Cosa centra tutto questo con la canzone, chiede Dylan: “Cosa significano tutte queste storie che ho raccontato? Cosa significano questi libri che ho letto? Io e tanti altri cantautori siamo stati influenzati da questi stessi temi e possono significare tante cose diverse. Una canzone viene a te: e questo è l’importante; non devo sapere per forza cosa significa qualcosa, ho scritto di tutto nelle mie canzoni e non mi preoccupo di cosa significhino Se Melville ha messo l’Antico Testamento, riferimenti biblici, teorie scientifiche, la dottrina protestante e tutta la conoscenza sul mare in una sola storia, non devi preoccuparti neanche tu rispetto a cosa questo significhino le canzoni. Suona bene ed è questo che io voglio“. Alla faccia degli analizzatori compulsavi dei testi delle canzoni, o di chi ti dice: “Ma non capisco il senso della canzone”. E il senso della vita?
Alla fine arriva la stoccata decisiva, per tutti coloro che credono ancora siano solo canzonette: la canzone, quella rock, è la letteratura moderna. Meglio dire, purtroppo, che ha svolto questo ruolo per tutta la seconda metà del novecento, e che adesso sta morendo per incapacità delle nuove generazioni a fare altrettanto. I tempi sono cambiati e si sono imbastarditi, o semplicemente una forma di espressione ha fatto il uso tempo. Ma per chi ha avuto la fortuna di crescere tra agli anni 60 e i 90, la canzone rock è stata il nostro Moby Dick, il nostro Niente di nuovo sul fronte occidentale, la nostra Odissea. Noi lo avevamo capito già allora, gli educatori no. E pazienza. Siamo venuti su lo stesso, probabilmente meglio di loro: “Ecco cosa sono le canzoni, le nostre canzoni sono vive nel mondo dei vivi; ma le canzoni non sono letteratura. Devono essere cantate non lette. Le parole delle commedie di Shakespeare devono essere recitate sul palco.

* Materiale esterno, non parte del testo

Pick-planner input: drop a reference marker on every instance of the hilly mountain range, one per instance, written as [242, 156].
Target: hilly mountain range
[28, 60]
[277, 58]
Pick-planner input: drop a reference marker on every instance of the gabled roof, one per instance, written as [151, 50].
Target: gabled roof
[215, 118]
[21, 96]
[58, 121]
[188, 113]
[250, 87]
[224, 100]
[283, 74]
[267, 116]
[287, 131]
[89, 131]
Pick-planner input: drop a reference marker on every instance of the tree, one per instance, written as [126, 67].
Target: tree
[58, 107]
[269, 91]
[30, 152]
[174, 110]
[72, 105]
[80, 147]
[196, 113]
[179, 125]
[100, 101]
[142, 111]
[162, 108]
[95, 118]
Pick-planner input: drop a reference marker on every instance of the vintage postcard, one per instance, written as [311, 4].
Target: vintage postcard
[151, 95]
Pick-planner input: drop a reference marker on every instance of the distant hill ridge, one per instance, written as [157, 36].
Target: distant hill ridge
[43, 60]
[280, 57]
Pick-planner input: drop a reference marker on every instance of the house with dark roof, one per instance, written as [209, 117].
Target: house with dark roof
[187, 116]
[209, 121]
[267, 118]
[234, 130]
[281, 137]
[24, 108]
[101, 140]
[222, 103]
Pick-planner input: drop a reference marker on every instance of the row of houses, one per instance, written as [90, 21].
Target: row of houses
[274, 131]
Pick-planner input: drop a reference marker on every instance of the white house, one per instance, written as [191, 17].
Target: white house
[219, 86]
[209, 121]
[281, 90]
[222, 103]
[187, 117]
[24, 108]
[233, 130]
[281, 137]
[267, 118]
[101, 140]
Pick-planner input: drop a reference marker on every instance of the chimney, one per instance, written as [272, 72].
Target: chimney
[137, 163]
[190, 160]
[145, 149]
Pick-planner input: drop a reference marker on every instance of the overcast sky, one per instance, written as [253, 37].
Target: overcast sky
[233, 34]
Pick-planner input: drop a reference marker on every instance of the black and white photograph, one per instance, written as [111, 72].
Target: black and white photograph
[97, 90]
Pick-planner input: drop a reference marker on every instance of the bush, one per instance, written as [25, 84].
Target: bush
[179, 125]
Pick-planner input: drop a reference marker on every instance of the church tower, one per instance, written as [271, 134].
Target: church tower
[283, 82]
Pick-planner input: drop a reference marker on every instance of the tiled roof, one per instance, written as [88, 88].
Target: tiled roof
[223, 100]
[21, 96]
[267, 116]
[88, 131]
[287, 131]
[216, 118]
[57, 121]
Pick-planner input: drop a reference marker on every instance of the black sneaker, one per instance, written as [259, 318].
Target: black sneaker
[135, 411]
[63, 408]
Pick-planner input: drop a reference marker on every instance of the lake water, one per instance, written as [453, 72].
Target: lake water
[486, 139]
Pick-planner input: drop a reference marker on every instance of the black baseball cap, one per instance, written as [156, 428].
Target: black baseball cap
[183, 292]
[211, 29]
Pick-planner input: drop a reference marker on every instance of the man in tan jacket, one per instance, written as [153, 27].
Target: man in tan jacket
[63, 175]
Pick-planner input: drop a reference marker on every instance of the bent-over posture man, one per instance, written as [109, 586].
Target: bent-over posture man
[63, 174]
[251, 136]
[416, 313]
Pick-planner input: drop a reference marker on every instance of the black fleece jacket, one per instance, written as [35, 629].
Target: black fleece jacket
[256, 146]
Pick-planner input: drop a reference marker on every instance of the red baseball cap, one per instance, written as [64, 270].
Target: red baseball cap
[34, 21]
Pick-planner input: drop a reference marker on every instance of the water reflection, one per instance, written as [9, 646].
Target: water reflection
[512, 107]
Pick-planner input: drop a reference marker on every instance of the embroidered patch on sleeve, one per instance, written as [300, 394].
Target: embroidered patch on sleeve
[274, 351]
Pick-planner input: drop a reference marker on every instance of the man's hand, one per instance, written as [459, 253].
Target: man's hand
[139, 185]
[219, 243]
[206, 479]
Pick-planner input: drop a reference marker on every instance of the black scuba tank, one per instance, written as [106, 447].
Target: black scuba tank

Proprio come le parole delle canzoni devono essere cantate, non lette sulla pagina. E mi auguro che alcuni di voi abbiano la possibilità di ascoltare queste parole come debbano essere ascoltate: in concerto oppure su disco. Torno ancora a Omero che diceva: “Canta, o Musa, e attraverso me narra la storia”.
Siamo lo strumento di comunicazione di qualcosa di più grande che ci supera da ogni parte: la storia e il destino, il cuore dell’uomo e il suo desiderio. Mai premio Nobel si è espresso, forse, in modo più umile.